Surprises en tous genres

Parler d'époque dramatique quand la guerre menace, ce n'est certes pas outrancier. Nul ne peut prévoir, en tout cas, quel imaginaire lui laissera la guerre, fléau sans comparable. On a beau demeurer loin du théâtre des opérations, la guerre marque tous les humains, à moins qu'ils ne soient pas vraiment des humains. Traverser cette époque invite chaque être humain à préciser ses valeurs avec une attention renouvelée, à les dégager des modes et des conditionnements, puis à s'y cramponner avec ferveur. Certains profitent de l'occasion pour se hisser au sommet d'eux-mêmes; d'autres, que même les tragédies ne projettent pas en dehors de leurs égoïsmes, profiteront des craintes répandues sur l'humanité pour accroître leur butin. Ce qui étonne dans la présente diversité des prises de position, c'est qu'on ne saurait séparer d'avance ceux dont la guerre raffinera le solidarité avec les victimes de ceux qui continueront à ne rien ressentir devant la mort de milliers d'enfants étrangers. Certains s'émeuvent alors qu'on les croyait indifférents; d'autres, dont on prévoyait la compassion, battent le tambour. Il suffit, en effet, de revenir sur l'actualité des derniers jours pour constater ceci : ni les surprises heureuses ni les démoralisantes ne se présentent là où on les aurait attendues.

Le premier ministre Jean Chrétien, après avoir tout fait pour rendre inintelligible la position canadienne au sujet de l'Irak, a tout à coup profité d'un voyage au Mexique pour contredire vertement le président Bush. La résolution 1441, a souligné M. Chrétien, exige de Saddam Hussein qu'il élimine ce qu'on désigne sans plus de précision ses armes de destruction massive, mais elle ne dit mot d'un quelconque changement de régime.

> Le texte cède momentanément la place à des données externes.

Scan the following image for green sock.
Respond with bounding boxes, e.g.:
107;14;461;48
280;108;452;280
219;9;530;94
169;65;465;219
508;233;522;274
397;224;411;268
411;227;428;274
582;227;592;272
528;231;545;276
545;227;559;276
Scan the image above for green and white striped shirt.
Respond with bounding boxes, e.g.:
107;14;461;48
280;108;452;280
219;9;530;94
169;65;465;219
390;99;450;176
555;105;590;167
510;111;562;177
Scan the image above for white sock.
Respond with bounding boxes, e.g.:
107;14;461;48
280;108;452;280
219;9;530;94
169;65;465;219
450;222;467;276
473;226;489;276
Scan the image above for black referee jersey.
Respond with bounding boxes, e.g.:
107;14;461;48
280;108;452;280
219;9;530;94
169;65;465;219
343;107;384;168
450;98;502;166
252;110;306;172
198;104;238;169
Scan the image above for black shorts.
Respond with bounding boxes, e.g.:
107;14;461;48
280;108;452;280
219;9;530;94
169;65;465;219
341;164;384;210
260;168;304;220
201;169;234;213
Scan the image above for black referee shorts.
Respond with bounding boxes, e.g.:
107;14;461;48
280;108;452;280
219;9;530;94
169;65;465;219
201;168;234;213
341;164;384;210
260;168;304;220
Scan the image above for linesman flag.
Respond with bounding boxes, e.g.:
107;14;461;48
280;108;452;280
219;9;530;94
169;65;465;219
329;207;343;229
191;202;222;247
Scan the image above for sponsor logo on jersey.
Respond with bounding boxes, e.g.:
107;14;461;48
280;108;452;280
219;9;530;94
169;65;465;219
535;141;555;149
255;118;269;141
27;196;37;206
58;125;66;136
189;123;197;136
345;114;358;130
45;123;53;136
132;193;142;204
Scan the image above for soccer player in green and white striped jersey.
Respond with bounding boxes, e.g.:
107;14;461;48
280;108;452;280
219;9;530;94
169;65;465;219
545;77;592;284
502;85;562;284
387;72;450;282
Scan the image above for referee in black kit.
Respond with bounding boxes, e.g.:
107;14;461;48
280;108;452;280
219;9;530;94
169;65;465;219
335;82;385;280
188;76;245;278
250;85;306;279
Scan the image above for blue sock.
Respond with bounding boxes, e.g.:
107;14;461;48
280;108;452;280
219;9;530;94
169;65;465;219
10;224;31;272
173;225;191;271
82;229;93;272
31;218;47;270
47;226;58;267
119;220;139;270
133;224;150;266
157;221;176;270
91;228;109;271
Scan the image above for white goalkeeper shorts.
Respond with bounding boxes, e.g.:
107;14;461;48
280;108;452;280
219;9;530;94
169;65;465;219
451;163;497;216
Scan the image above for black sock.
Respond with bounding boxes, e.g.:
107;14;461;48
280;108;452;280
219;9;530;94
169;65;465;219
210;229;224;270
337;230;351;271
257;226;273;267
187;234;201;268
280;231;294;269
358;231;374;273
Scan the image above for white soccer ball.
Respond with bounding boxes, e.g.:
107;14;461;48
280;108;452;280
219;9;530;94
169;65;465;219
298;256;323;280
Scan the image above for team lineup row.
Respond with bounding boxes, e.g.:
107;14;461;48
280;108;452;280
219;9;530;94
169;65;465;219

Geste inattendu. Rappel pertinent et courageux. Autrement dit, a martelé M. Chrétien, les États-Unis et leurs rares alliés n'ont reçu aucun mandat de l'ONU pour déboulonner le dictateur irakien. Ils ont le droit d'aller chercher ses armes, non de lui faire la peau. Si l'invasion de l'Irak a lieu et se fixe un tel objectif, le président Bush agit de son propre chef. Capricieusement. Illégalement. Morbidement. Cela devait être dit. Que cela ait été aussi net constitue une belle surprise.

Pourquoi avoir tant attendu pour rappeler cette évidence? Je ne sais. Pourquoi, sur cette lancée, ne pas rappeler qu'il n'appartient ni aux États-Unis ni à Ariel Sharon de décréter l'élimination politique de Yasser Arafat?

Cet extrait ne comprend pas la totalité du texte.